Opportunities in Wet-End Chemistry: Feature Essay, Posted Nov. 2003

"Troubleshooting"

Martin A. Hubbe
Dept. Wood & Paper Sci., N.C. State Univ., Box 8005, Raleigh, NC 27695-8005
Citation (public domain): http://www4.ncsu.edu/~hubbe/new

Polite people would not be calling at three in the morning. Tell me that it is a dream. Tell me, please, that you're sorry; you got the wrong number. It's a dream, right?

Paper machines are not polite. And Murphy had it right; often things go wrong when its… my bedtime, for instance.

A voice coming through the little openings in the phone handset says something about opacity. Or was it something about winding? Come on, now, this must be a dream. How could someone at the mill think that opacity and winding issues deserve to be included in the same sentence? And if you have to wake me up, please give me just one thing to worry about, not two. Drainage, you say? Three problems?

Coffee, that's the answer. Hmmm. That's better.

"Trouble doesn't just happen." Will Rogers said that, right? Or was it Abraham Lincoln? Anyway, it sounds good. Trouble doesn't know it's my bedtime. It just seems that way. I hope that the tour foreman has a clue about what's going on.

Gosh, it's damp! Maybe it's damp all the time like this at this hour. Maybe I just didn't notice. I wonder if the opacity has been getting low for a while and nobody noticed. Then this shift comes back from their long weekend and Wham! The problem is staring them in the face. Hmmm, I wonder if I could observe things better, too, if I were coming back from a vacation? Dream on, self!

"Trouble doesn't just happen…" There must be a second part to that rule. Like when this car fails to start, there has to be a cause. Like the damp. Like damp points. You will start, won't you. (This car is starting to smell not so new anymore, but I'd better keep my thoughts to myself. I do want it to start.) Good. That's better. Turn key. Car starts. Cause and effect.

Winding. Let's see. They said the rolls aren't building evenly. Could be anything. How did we get out of it last time? Let me see. Slowed down. Hmm. Hate to have to be the one to break the news, if that's the news. But at least it's something. Something to look for. I wonder what the profiles look like.

Drainage, eh? Wonder what they're looking at. Dry-line position? I wonder if they're running too wet off of the couch. I know a cure, but I don't want to know about the cure. Slow down. (No, car, I didn't mean you, I meant the paper machine.) Wait. Maybe there's a connection. The winder's saying it wants to slow down. The table's saying it wants to slow down. Gee, I can't wait to have a good look at those moisture profiles.

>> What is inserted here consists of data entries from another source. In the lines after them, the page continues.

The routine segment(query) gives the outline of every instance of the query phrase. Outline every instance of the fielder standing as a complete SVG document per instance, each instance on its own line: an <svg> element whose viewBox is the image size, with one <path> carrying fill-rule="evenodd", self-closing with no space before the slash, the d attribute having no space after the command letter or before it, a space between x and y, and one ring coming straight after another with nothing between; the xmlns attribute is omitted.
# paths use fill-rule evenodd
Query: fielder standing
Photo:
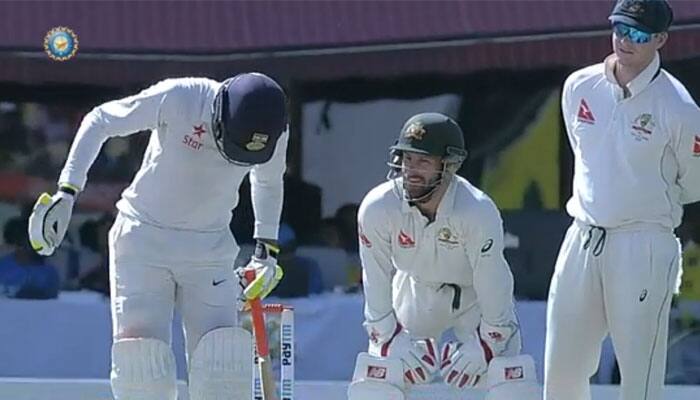
<svg viewBox="0 0 700 400"><path fill-rule="evenodd" d="M665 0L622 0L613 54L566 80L574 217L549 293L545 399L588 400L609 333L621 399L662 398L671 297L680 274L673 229L700 200L700 110L661 68L673 13Z"/></svg>
<svg viewBox="0 0 700 400"><path fill-rule="evenodd" d="M30 217L39 254L60 245L88 169L110 137L151 129L141 169L117 203L109 233L113 326L112 392L117 400L175 400L170 349L173 310L187 342L189 398L250 399L250 334L238 327L241 286L266 295L281 278L276 238L288 133L286 98L265 75L225 82L161 81L94 108L82 121L53 196ZM229 230L238 188L250 173L258 245L242 282Z"/></svg>

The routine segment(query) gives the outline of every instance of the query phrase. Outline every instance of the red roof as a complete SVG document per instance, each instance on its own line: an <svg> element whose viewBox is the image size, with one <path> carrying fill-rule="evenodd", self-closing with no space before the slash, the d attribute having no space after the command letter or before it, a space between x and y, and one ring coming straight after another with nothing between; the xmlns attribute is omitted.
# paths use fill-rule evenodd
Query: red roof
<svg viewBox="0 0 700 400"><path fill-rule="evenodd" d="M700 1L671 1L672 59L700 54ZM119 85L164 76L280 79L578 66L610 48L612 1L0 2L0 81ZM75 59L43 53L67 26Z"/></svg>

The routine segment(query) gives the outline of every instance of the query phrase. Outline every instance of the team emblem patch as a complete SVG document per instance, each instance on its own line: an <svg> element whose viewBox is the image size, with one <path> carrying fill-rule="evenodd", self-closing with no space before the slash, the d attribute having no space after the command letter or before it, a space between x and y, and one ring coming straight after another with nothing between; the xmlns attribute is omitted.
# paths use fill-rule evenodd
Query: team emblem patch
<svg viewBox="0 0 700 400"><path fill-rule="evenodd" d="M404 136L408 139L423 140L423 136L425 136L425 128L423 128L422 124L414 122L409 125L408 128L406 128L406 133Z"/></svg>
<svg viewBox="0 0 700 400"><path fill-rule="evenodd" d="M416 242L413 240L412 237L408 236L404 231L399 232L399 246L403 247L404 249L410 248L410 247L416 247Z"/></svg>
<svg viewBox="0 0 700 400"><path fill-rule="evenodd" d="M523 367L506 367L504 378L507 381L513 381L517 379L523 379L523 375Z"/></svg>
<svg viewBox="0 0 700 400"><path fill-rule="evenodd" d="M649 140L654 127L656 127L656 124L651 114L640 114L632 123L632 136L634 136L637 141Z"/></svg>
<svg viewBox="0 0 700 400"><path fill-rule="evenodd" d="M438 242L448 248L453 248L459 244L457 237L448 227L440 228L438 231Z"/></svg>
<svg viewBox="0 0 700 400"><path fill-rule="evenodd" d="M78 52L78 35L70 28L59 26L44 37L44 51L54 61L66 61Z"/></svg>
<svg viewBox="0 0 700 400"><path fill-rule="evenodd" d="M267 140L270 138L270 136L264 134L264 133L253 133L253 136L250 138L250 142L248 142L245 145L245 148L248 151L260 151L267 146Z"/></svg>

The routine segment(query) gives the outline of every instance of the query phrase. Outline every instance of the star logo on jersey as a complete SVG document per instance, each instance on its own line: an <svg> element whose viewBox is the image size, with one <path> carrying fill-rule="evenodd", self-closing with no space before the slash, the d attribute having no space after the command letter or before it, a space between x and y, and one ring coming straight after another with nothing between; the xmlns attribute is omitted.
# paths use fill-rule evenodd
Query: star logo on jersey
<svg viewBox="0 0 700 400"><path fill-rule="evenodd" d="M399 231L399 246L404 249L416 247L416 242L413 241L413 238L404 233L404 231Z"/></svg>
<svg viewBox="0 0 700 400"><path fill-rule="evenodd" d="M195 126L193 126L192 128L194 128L194 131L192 132L192 134L193 134L194 136L197 136L197 137L201 140L201 139L202 139L202 134L203 134L204 132L206 132L206 129L204 129L204 124L201 124L201 125L199 125L199 126L196 126L196 125L195 125Z"/></svg>
<svg viewBox="0 0 700 400"><path fill-rule="evenodd" d="M360 243L362 243L363 246L370 248L372 247L372 242L367 239L367 236L365 236L364 232L362 232L362 227L360 226L358 229L358 236L360 237Z"/></svg>
<svg viewBox="0 0 700 400"><path fill-rule="evenodd" d="M504 371L504 377L505 380L507 381L513 381L517 379L523 379L524 373L523 373L523 367L517 366L517 367L506 367Z"/></svg>
<svg viewBox="0 0 700 400"><path fill-rule="evenodd" d="M655 126L656 124L651 114L640 114L632 123L632 136L634 136L637 141L649 140Z"/></svg>
<svg viewBox="0 0 700 400"><path fill-rule="evenodd" d="M578 105L578 115L577 119L580 122L584 122L586 124L595 124L595 117L593 116L593 112L591 111L591 108L588 107L588 103L586 103L586 99L581 99L581 103Z"/></svg>

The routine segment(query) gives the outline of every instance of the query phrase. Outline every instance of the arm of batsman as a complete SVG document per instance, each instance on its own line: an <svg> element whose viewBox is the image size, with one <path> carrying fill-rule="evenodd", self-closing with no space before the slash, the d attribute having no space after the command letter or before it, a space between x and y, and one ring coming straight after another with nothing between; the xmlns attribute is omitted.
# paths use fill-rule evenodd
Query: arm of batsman
<svg viewBox="0 0 700 400"><path fill-rule="evenodd" d="M72 186L68 189L77 193ZM48 193L39 196L29 216L29 242L34 251L42 256L50 256L61 245L70 224L74 203L74 195L62 190L53 196Z"/></svg>
<svg viewBox="0 0 700 400"><path fill-rule="evenodd" d="M239 282L243 288L243 297L251 300L256 297L264 299L284 277L282 267L277 265L279 249L267 242L258 241L255 253L245 267L236 269ZM255 271L255 279L246 278L247 271Z"/></svg>
<svg viewBox="0 0 700 400"><path fill-rule="evenodd" d="M401 360L404 381L429 383L437 372L437 347L432 338L413 339L393 313L375 322L365 322L369 333L368 353Z"/></svg>

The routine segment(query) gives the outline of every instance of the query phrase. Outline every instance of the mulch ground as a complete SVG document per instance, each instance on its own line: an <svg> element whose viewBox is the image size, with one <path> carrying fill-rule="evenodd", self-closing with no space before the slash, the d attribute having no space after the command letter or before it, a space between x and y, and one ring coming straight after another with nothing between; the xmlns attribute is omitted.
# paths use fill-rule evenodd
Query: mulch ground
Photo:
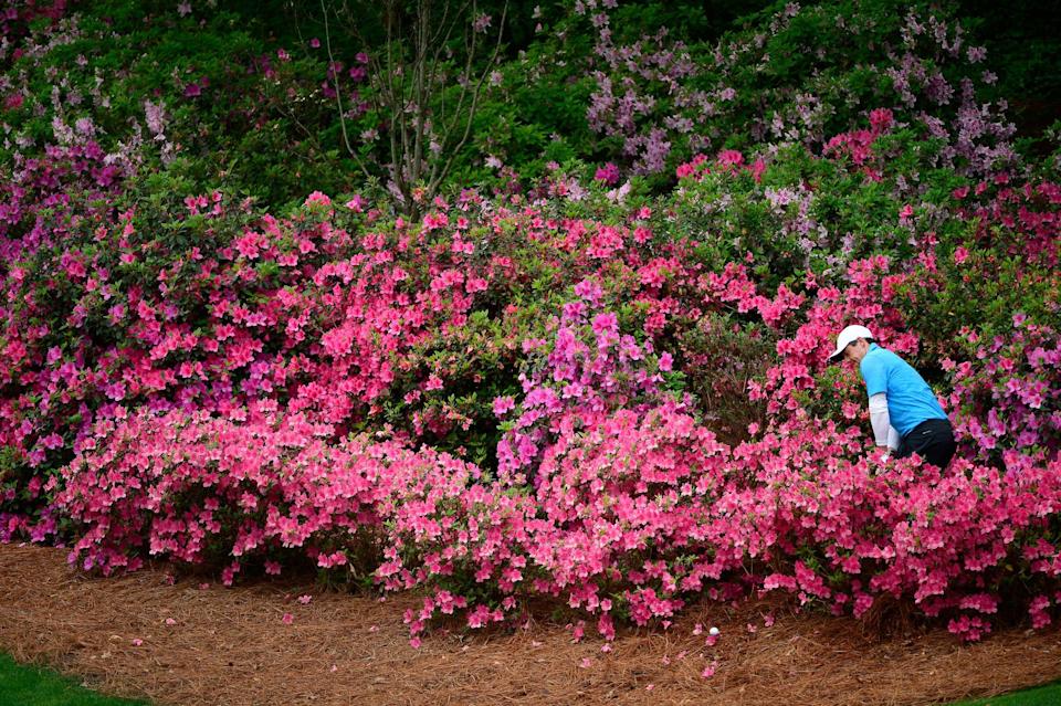
<svg viewBox="0 0 1061 706"><path fill-rule="evenodd" d="M169 584L164 568L87 578L62 549L0 545L0 650L109 694L188 706L936 704L1061 677L1057 630L963 646L943 630L882 640L851 619L705 602L665 631L620 634L608 653L544 619L514 634L437 631L413 650L401 621L412 596L201 581ZM713 647L708 625L722 630Z"/></svg>

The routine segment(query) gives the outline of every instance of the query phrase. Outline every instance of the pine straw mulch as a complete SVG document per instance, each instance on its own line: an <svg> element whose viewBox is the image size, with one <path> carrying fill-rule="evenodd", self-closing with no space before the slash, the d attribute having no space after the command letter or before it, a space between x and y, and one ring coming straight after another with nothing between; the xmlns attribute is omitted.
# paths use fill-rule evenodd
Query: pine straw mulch
<svg viewBox="0 0 1061 706"><path fill-rule="evenodd" d="M62 549L0 545L0 650L109 694L211 706L934 704L1061 677L1057 630L1011 629L963 646L943 630L881 639L852 619L776 602L704 602L666 631L620 634L609 653L548 622L515 634L437 631L413 650L401 621L412 596L200 581L170 586L164 568L92 579ZM312 602L298 603L305 593ZM697 622L722 630L714 647L706 632L693 634Z"/></svg>

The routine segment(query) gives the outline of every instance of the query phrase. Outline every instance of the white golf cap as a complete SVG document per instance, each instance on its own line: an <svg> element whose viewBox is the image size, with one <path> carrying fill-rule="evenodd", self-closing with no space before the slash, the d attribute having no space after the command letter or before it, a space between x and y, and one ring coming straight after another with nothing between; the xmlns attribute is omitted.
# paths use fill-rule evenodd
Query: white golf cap
<svg viewBox="0 0 1061 706"><path fill-rule="evenodd" d="M873 340L873 334L871 334L870 329L868 329L865 326L848 326L845 329L840 331L839 336L837 336L837 349L833 350L832 355L829 356L829 360L833 360L837 356L843 352L843 349L848 347L848 344L860 338Z"/></svg>

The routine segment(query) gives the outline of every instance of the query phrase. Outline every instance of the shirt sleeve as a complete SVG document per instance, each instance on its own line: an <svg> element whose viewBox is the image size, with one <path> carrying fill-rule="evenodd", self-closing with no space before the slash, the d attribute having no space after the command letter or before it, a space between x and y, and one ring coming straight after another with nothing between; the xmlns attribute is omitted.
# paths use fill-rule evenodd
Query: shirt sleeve
<svg viewBox="0 0 1061 706"><path fill-rule="evenodd" d="M870 397L887 392L887 370L884 362L876 357L866 356L859 363L859 370L862 372L862 379L865 380L865 391Z"/></svg>

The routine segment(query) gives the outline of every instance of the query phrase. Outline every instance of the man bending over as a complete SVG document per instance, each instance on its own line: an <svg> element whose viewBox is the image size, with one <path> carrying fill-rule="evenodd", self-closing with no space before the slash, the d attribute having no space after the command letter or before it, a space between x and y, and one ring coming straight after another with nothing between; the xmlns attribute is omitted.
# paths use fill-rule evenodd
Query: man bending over
<svg viewBox="0 0 1061 706"><path fill-rule="evenodd" d="M840 331L829 359L837 360L841 355L859 363L870 396L870 423L876 445L894 451L896 459L916 453L946 468L955 451L954 429L924 378L891 350L878 346L864 326L848 326Z"/></svg>

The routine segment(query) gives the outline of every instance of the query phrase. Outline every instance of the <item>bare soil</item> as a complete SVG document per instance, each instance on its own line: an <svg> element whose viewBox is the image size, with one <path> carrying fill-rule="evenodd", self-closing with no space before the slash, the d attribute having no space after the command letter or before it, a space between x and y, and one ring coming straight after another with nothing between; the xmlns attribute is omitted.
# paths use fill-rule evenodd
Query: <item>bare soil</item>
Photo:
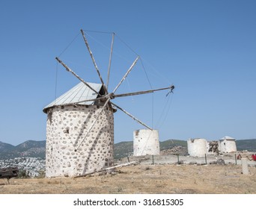
<svg viewBox="0 0 256 209"><path fill-rule="evenodd" d="M0 179L2 194L249 194L256 193L256 166L140 163L112 174L81 178Z"/></svg>

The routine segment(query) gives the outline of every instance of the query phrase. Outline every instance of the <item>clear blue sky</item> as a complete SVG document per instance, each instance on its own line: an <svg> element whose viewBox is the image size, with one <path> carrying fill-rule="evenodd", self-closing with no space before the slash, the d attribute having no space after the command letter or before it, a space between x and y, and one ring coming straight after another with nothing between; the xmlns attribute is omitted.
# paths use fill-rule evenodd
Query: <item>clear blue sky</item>
<svg viewBox="0 0 256 209"><path fill-rule="evenodd" d="M113 101L153 125L160 140L256 138L255 1L1 1L0 8L0 141L46 139L42 110L55 99L57 68L57 96L78 83L55 57L81 28L119 37L110 89L136 57L121 40L141 57L150 84L138 62L118 93L175 85L168 97ZM111 36L89 35L106 80ZM100 82L88 55L80 35L60 57ZM115 143L132 140L139 128L115 113Z"/></svg>

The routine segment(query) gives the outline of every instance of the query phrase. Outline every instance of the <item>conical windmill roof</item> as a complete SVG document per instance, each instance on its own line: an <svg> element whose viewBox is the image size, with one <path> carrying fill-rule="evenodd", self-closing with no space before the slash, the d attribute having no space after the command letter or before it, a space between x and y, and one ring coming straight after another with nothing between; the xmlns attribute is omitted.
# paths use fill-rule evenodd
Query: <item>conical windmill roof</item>
<svg viewBox="0 0 256 209"><path fill-rule="evenodd" d="M102 84L88 82L87 84L98 93L102 87ZM49 107L52 107L55 106L67 105L69 104L71 104L77 102L79 102L79 104L92 105L94 104L94 101L83 102L80 102L88 99L94 99L97 97L97 94L95 92L91 90L85 84L81 82L76 86L73 87L69 91L61 95L60 97L57 98L55 101L49 104L43 108L43 111L44 113L46 113L46 110Z"/></svg>

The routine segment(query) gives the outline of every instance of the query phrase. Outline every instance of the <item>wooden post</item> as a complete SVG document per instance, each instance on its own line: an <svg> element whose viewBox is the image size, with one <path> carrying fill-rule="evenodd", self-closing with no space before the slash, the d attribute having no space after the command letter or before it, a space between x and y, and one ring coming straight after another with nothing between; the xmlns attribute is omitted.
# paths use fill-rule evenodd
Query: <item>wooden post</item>
<svg viewBox="0 0 256 209"><path fill-rule="evenodd" d="M242 171L243 171L243 174L249 175L247 159L246 158L242 158L241 161L242 161Z"/></svg>

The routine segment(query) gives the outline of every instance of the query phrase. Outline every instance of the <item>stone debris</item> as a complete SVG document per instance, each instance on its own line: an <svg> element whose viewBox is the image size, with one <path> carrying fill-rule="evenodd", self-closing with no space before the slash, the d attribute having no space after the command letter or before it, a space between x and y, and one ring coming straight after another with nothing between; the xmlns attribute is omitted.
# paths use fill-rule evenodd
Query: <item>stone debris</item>
<svg viewBox="0 0 256 209"><path fill-rule="evenodd" d="M225 165L225 162L223 159L220 158L216 161L210 162L210 164L211 164L211 165L215 165L215 164L216 164L216 165Z"/></svg>
<svg viewBox="0 0 256 209"><path fill-rule="evenodd" d="M180 146L174 146L172 148L164 149L160 151L161 155L188 155L188 151L186 147Z"/></svg>

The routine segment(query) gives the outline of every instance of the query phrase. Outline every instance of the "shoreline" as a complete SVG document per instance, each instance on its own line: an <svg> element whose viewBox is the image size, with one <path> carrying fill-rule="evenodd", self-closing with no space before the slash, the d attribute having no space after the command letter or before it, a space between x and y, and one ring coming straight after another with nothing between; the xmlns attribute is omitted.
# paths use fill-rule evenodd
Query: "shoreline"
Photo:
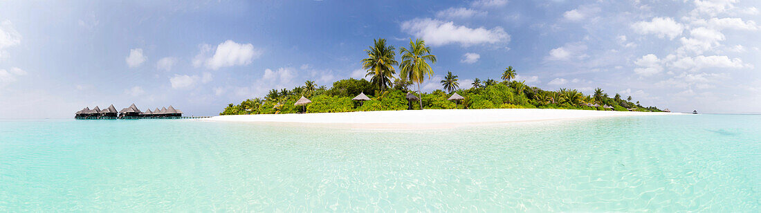
<svg viewBox="0 0 761 213"><path fill-rule="evenodd" d="M597 111L558 109L482 109L368 111L304 114L217 116L200 121L345 125L352 128L454 127L591 118L684 115L679 113ZM421 126L425 125L425 126Z"/></svg>

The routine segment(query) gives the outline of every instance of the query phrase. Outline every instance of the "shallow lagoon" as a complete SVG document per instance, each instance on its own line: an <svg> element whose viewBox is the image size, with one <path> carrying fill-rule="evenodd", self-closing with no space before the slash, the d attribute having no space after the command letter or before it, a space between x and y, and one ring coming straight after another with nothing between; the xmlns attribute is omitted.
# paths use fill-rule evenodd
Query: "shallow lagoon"
<svg viewBox="0 0 761 213"><path fill-rule="evenodd" d="M758 211L761 116L447 129L0 121L0 211Z"/></svg>

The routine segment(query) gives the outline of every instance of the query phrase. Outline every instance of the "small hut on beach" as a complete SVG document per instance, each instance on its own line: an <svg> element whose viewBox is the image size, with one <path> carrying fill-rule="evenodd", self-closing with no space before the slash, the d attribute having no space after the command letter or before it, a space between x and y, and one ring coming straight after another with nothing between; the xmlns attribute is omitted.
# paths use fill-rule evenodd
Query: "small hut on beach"
<svg viewBox="0 0 761 213"><path fill-rule="evenodd" d="M135 103L130 105L129 107L122 109L119 111L119 118L135 118L140 116L140 110L138 110L138 106L135 106Z"/></svg>
<svg viewBox="0 0 761 213"><path fill-rule="evenodd" d="M151 109L145 110L145 112L140 113L140 116L142 117L150 117L151 116L153 116L153 112L151 111Z"/></svg>
<svg viewBox="0 0 761 213"><path fill-rule="evenodd" d="M296 100L296 103L295 103L293 105L294 106L301 106L301 108L304 109L304 113L306 113L307 112L307 104L309 104L310 103L312 103L312 101L309 100L309 99L307 99L306 97L304 97L302 96L301 98L299 98L298 100Z"/></svg>
<svg viewBox="0 0 761 213"><path fill-rule="evenodd" d="M410 92L407 92L407 96L405 97L407 98L407 110L412 110L412 102L420 100L417 96Z"/></svg>
<svg viewBox="0 0 761 213"><path fill-rule="evenodd" d="M359 93L358 95L357 95L357 97L352 98L352 100L358 100L359 106L362 106L362 103L365 103L365 100L370 100L370 97L368 97L367 95L365 95L365 92L361 92Z"/></svg>
<svg viewBox="0 0 761 213"><path fill-rule="evenodd" d="M457 93L454 93L454 94L452 94L452 96L449 97L449 98L447 98L447 100L454 100L454 106L457 106L457 103L460 103L460 101L462 100L463 100L463 99L465 99L464 97L460 95Z"/></svg>
<svg viewBox="0 0 761 213"><path fill-rule="evenodd" d="M115 119L116 118L118 113L119 112L116 111L116 108L113 107L113 104L111 104L111 106L109 106L108 108L101 110L100 113L98 113L100 114L100 116L98 116L98 118Z"/></svg>

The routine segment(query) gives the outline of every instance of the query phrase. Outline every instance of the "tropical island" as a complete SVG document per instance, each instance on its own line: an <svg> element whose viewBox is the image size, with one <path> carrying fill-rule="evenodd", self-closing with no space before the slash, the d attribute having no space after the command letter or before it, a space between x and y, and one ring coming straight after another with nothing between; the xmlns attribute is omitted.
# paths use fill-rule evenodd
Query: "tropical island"
<svg viewBox="0 0 761 213"><path fill-rule="evenodd" d="M515 81L517 71L508 66L501 72L501 81L475 78L472 87L460 88L458 76L447 72L441 81L442 89L421 91L421 84L434 75L436 62L431 48L422 40L396 49L386 40L375 40L365 50L362 68L371 80L348 78L330 87L307 81L303 86L288 90L272 89L264 97L230 103L219 115L344 113L361 111L447 109L562 109L599 111L668 112L655 106L643 106L632 97L613 97L601 88L594 94L575 89L545 91ZM398 73L398 74L397 74Z"/></svg>

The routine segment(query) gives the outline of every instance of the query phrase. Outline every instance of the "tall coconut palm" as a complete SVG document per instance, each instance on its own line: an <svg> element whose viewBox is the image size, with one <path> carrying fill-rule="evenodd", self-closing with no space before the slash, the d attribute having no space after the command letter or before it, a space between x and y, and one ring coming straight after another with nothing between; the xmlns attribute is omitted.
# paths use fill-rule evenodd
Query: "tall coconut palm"
<svg viewBox="0 0 761 213"><path fill-rule="evenodd" d="M447 72L447 76L444 77L444 80L441 80L441 86L444 86L444 89L447 90L449 93L452 93L454 90L460 87L460 83L457 82L457 76L453 75L451 72Z"/></svg>
<svg viewBox="0 0 761 213"><path fill-rule="evenodd" d="M510 81L510 79L513 78L515 78L515 70L513 69L513 66L508 66L502 73L502 81Z"/></svg>
<svg viewBox="0 0 761 213"><path fill-rule="evenodd" d="M598 103L602 103L603 101L603 89L597 87L594 89L594 100L597 101Z"/></svg>
<svg viewBox="0 0 761 213"><path fill-rule="evenodd" d="M374 40L374 45L368 46L365 52L368 58L362 59L362 68L368 70L365 76L371 76L371 81L378 85L381 91L388 87L391 78L396 73L393 66L399 64L396 62L396 52L393 46L387 45L385 39Z"/></svg>
<svg viewBox="0 0 761 213"><path fill-rule="evenodd" d="M470 83L470 84L473 85L473 88L477 89L478 87L481 87L481 79L478 79L478 78L476 78L476 79L473 79L473 82Z"/></svg>
<svg viewBox="0 0 761 213"><path fill-rule="evenodd" d="M314 81L307 81L304 83L304 91L307 94L314 92L317 89L317 84L314 84Z"/></svg>
<svg viewBox="0 0 761 213"><path fill-rule="evenodd" d="M486 81L485 81L483 84L485 87L497 84L497 81L491 78L486 78Z"/></svg>
<svg viewBox="0 0 761 213"><path fill-rule="evenodd" d="M425 41L417 39L413 42L409 40L409 49L402 47L400 49L402 54L402 63L400 65L401 70L400 75L403 78L412 80L418 84L418 94L420 93L420 84L423 83L425 76L430 79L433 76L433 69L428 62L435 63L436 56L431 55L431 47L425 46ZM418 98L420 100L420 109L423 109L422 96Z"/></svg>

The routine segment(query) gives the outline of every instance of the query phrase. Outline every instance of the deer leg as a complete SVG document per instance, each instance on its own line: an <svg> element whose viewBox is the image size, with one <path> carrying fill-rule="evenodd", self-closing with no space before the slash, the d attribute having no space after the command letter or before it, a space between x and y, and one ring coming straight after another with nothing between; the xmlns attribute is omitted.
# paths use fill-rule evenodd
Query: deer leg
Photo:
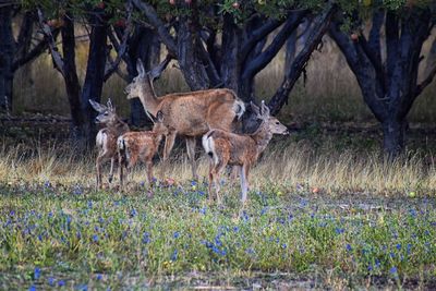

Horizon's getting light. Morning? No, it's still much too early. Moon? The Mill? Oh, whatever.

Opacity. Hope someone's run an ash tonight. Wet sheet and low opacity. I wonder if the filler is staying in the sheet. Edwards would have checked that right away. She's no dummy. They aren't gonna wake me up so that I can discover a failed calcium carbonate pump. Are they?

Pump. Well, maybe it could be a different pump. Wet sheet. Low opacity. A loss of retention aid would cause a loss of drainage, right? Gosh, I'm sure that they've been measuring retention. Bet it's low. Bet they didn't want to tell me about low retention, waking me up out of bed and all.

But Edwards would check that. She'd send Stuart down to do a drawdown to check the retention aid flow. They'd take a look at the stuff. Maybe they'd even measure the viscosity to check that it was made down right. That it wasn't mostly water. These anionic polyacrylamide systems need to be watched all the time anyway, so let's say that they already know the retention aid itself is not the problem.

Anionic. I wonder if the system is too anionic. That might explain why the retention aid doesn't seem to be working. I mean, it could explain why the retention aid doesn't seem to be producing the drainage benefits we're used to. Too much refining increases the amount of exposed fiber surface right? Makes the system more anionic, right? Or maybe the same could be eplained by a failure of the alum pump? Or a problem at the bleach plant?

Honey, are you all right? Huh? All right? You mean it was a dream? A dream. Yes, a dream. Go back to sleep! Good thing! If this were real and I had made it to the mill, then you can be very sure that there would be another piece of evidence that still wouldn't fit. Murphy was right. Or was it Lincoln? Trouble doesn't just happen. It has a cause. And it takes more than one sleepy person to figure it out.